Nordöstlich von Chicago, im Bundesstaat Michigan, liegt die Stadt Grand Rapids, in der der junge Afroamerikaner Patrick Lyoya von einem weißen Polizisten ermordet wurde. Die Tat ereignete sich am 4. April 2022. Nachdem eine Polizeistreife das Fahrzeug von Lyoya wegen einer Unstimmigkeit des Nummernschildes angehalten hatte, eskalierte die Kontrolle und es kam zu einem Handgemenge, in dessen Folge der Beamte seine Dienstwaffe zog und dem 26-Jährigen in den Hinterkopf schoss.

Die Polizei veröffentlichte einige Videos, in denen der Tathergang teilweise gezeigt wird. Lyoya soll sein Fahrzeug verlassen haben und nach mehreren Aufforderungen nicht wieder betreten haben.

Nachdem er die Flucht zu Fuß ergreifen wollte, stellte ihn der Beamte vor mehreren Wohnblocks. Er soll in dem Handgemenge versucht haben, einen Elektro-Taser zu ergreifen, in dessen Folge der Polizist seine Dienstwaffe zog und dem jungen schwarzen Mann aus kürzester Distanz in den Hinterkopf schoss.
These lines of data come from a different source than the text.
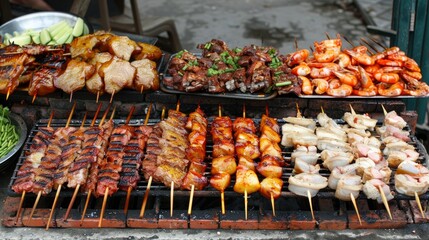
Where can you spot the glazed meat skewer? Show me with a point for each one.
(101, 135)
(60, 179)
(26, 174)
(223, 163)
(132, 159)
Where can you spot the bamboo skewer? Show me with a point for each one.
(127, 200)
(171, 198)
(191, 197)
(103, 207)
(356, 208)
(245, 203)
(106, 192)
(311, 205)
(386, 204)
(88, 196)
(59, 186)
(76, 190)
(273, 206)
(149, 183)
(419, 204)
(172, 182)
(20, 206)
(39, 193)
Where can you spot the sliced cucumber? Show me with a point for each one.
(45, 37)
(21, 40)
(78, 28)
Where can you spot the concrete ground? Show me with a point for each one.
(238, 23)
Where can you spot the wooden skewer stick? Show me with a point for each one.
(222, 201)
(298, 112)
(111, 97)
(384, 110)
(368, 44)
(191, 198)
(352, 110)
(76, 190)
(8, 93)
(311, 205)
(349, 41)
(386, 204)
(98, 97)
(103, 207)
(171, 198)
(39, 194)
(20, 206)
(53, 207)
(149, 183)
(245, 204)
(34, 98)
(327, 36)
(356, 208)
(419, 204)
(88, 196)
(127, 199)
(377, 42)
(59, 186)
(273, 207)
(146, 195)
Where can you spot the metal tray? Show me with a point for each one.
(234, 95)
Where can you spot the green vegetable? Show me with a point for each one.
(8, 135)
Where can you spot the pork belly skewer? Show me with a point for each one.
(272, 161)
(196, 153)
(149, 162)
(61, 178)
(99, 141)
(132, 159)
(223, 163)
(26, 173)
(109, 173)
(247, 149)
(78, 171)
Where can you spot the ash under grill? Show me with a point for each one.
(292, 211)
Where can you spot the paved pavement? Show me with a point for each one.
(266, 22)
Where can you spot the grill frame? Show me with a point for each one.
(158, 189)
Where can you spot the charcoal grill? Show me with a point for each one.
(292, 211)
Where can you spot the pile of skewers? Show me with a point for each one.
(102, 62)
(359, 71)
(100, 160)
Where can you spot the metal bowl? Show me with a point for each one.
(21, 129)
(38, 21)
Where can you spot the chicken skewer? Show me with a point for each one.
(77, 187)
(247, 149)
(195, 153)
(94, 165)
(272, 161)
(149, 183)
(24, 166)
(223, 162)
(54, 204)
(45, 173)
(133, 154)
(113, 165)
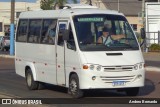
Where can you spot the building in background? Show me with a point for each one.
(5, 13)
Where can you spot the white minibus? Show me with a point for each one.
(67, 47)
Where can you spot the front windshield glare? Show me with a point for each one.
(104, 33)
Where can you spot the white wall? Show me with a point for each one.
(5, 12)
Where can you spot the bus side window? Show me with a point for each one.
(22, 30)
(48, 31)
(34, 30)
(71, 42)
(62, 27)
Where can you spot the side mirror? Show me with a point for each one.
(143, 33)
(65, 34)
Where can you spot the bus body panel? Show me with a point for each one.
(40, 58)
(47, 65)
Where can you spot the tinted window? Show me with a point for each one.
(22, 31)
(48, 31)
(34, 30)
(89, 30)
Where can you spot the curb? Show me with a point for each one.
(148, 68)
(152, 68)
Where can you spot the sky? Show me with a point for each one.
(26, 0)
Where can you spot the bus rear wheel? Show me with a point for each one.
(32, 85)
(132, 91)
(74, 89)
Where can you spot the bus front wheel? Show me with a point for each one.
(32, 85)
(132, 91)
(74, 89)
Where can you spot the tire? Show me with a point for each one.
(132, 91)
(74, 89)
(41, 86)
(1, 48)
(32, 85)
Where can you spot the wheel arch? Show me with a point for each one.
(33, 70)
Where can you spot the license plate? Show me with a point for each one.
(118, 83)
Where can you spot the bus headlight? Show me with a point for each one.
(140, 65)
(91, 67)
(135, 67)
(99, 68)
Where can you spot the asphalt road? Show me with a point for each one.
(15, 85)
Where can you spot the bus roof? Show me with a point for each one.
(66, 13)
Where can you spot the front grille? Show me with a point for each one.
(110, 79)
(117, 68)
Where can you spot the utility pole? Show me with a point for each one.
(90, 2)
(143, 23)
(118, 6)
(12, 28)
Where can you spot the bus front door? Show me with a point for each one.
(61, 73)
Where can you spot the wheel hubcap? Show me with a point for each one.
(73, 86)
(29, 80)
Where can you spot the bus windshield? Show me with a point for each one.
(90, 30)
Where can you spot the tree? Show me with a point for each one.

Obwohl die Tat durch staatliche Stellen untersucht werden würde und der Polizist beurlaubt wurde, fanden in Grand Rapids Proteste statt, zu denen sich mehrere hundert Menschen versammelten. Der Mord reiht sich ein in eine lange Liste von struktureller Polizeigewalt des amerikanischen Staats gegen die schwarze Bevölkerung. Aktivist:innen von Black Lives Matter setzen bei den Protesten einen Fokus auf die Gewalt gegen Schwarze. Die Tat löste Erinnerungen an die gezielte Tötung von George Floyd aus. Dessen Täter wurde nach weltweiten Protesten zu über 22 Jahren Gefängnis verurteilt.